The man. The myth. the legend.


----------



## brendanyumo (22 Apr 2010)

ringledman said:


> http://www.youtube.com/watch?v=hOros0tTNGo&NR=1
> http://www.youtube.com/watch?v=AwrJq7h3NyE
> 
> The man. The myth. the legend.


Fascinating views from Mr Faber.What he says makes a lot of sense.


----------



## ringledman (22 Apr 2010)

He's a fascinating individual. 

One of the most influencial figures in world economics. 

Everyone listens to what he has to say even if they don't agree with him, but at the back of their mind they probably know he will be right in due time.


----------



## brendanyumo (23 Apr 2010)

Thanks for the links ringledman.I've just started to read about the Austrian School.This is all new to me so I'm really learning good information.Thanks.


----------



## ringledman (24 Apr 2010)

Best of luck. Austrian economics is the only way but unfortunately no country in the West will implement it until it is too late.

Also check out Jim Rogers and Peter Schiff on youtube. 2 other Austrians...


----------



## ringledman (25 Apr 2010)

And I really recommend Faber's book from 2003 - 'Tomorrows Gold, Asia's Age of Discovery'.

Its old but his way of thinking is timeless. The greatest independent thinker in world economics ever.


----------



## Chris (28 Apr 2010)

brendanyumo said:


> Thanks for the links ringledman.I've just started to read about the Austrian School.This is all new to me so I'm really learning good information.Thanks.



It's a fascinating area of economics, especially when you consider that the majority of politicians ignore it's existence, because it highlights them as the soource of the boom bust cycle. Good to see more people taking an interest in it.

Here are some recommendations for studying the subject:
1) A huge amount of books on Austrian Economics (Hayek, Hazlitt, Mises, Bohm-Bawerk, Rothbard, etc) are available free of charge for download: http://mises.org/literature.aspx
I would recommend the following books to start with: (1) Hazlitt - Economics in one lesson (2) Rothbard - What has government done to our money (3) Hayek - The road to serfdom (4) Mises - Anti-capitalist mentality (5) Rothbard - Mystery of banking

Books like "Human Action", "Socialism", "Money and Credit" by Mises, and Rothbard's "Man, Economy and State" are very heavy and intense when starting out on the subject.
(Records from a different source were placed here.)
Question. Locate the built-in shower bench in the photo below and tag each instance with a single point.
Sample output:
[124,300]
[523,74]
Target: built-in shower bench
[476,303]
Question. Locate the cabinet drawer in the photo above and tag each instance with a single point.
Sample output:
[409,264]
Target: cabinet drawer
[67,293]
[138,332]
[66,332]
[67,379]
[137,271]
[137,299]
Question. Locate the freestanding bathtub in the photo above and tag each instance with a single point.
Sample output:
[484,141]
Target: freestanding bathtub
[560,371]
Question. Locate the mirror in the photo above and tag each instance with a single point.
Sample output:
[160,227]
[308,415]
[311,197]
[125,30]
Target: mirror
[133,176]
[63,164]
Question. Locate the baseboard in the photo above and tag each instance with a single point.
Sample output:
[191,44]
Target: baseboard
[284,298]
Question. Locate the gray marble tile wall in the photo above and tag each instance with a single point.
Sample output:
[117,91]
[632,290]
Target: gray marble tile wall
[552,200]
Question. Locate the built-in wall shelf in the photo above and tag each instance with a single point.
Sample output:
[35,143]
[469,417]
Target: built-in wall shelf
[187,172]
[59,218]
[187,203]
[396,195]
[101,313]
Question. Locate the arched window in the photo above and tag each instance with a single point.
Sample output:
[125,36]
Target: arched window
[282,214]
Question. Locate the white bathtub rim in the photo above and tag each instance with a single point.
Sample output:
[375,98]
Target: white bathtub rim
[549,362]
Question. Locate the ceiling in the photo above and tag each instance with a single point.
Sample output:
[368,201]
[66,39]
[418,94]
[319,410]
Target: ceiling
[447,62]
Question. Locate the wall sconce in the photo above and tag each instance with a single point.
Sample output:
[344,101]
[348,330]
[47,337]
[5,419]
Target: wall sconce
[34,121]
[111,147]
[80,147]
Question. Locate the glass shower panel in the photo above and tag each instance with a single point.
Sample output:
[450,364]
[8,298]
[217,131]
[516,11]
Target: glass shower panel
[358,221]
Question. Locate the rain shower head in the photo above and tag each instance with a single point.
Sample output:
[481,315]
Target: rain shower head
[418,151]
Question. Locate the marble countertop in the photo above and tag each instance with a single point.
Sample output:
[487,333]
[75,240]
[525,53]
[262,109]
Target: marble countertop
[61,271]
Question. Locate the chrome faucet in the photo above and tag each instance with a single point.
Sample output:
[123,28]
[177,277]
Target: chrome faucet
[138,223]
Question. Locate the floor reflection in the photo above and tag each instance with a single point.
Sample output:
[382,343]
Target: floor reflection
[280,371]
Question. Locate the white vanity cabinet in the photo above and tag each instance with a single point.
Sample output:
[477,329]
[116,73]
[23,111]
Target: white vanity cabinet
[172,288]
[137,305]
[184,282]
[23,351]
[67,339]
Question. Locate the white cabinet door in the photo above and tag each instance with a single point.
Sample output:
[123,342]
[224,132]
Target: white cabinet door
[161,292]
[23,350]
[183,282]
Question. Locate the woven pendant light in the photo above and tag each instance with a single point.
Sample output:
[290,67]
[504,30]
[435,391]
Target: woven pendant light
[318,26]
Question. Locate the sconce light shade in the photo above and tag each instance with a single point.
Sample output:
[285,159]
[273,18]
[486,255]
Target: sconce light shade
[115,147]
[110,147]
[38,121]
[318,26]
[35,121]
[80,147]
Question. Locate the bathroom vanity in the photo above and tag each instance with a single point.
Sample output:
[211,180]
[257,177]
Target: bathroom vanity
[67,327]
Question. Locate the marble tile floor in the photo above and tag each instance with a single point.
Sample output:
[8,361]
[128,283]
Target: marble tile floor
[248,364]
2) Check iTunes U and search for "Mises Institute", there are tons of audio and video lectures and tutorials for all levels

3) Check out http://academy.mises.org/, they have started offering courses on various Austrian Economic subjects. There is one on Inflation coming up in June that is free of charge, the other two currently available cost about $250, but I'd say well worth it.


----------



## Elphaba (28 Apr 2010)

The man. The myth. the legend......the hairstyle?


----------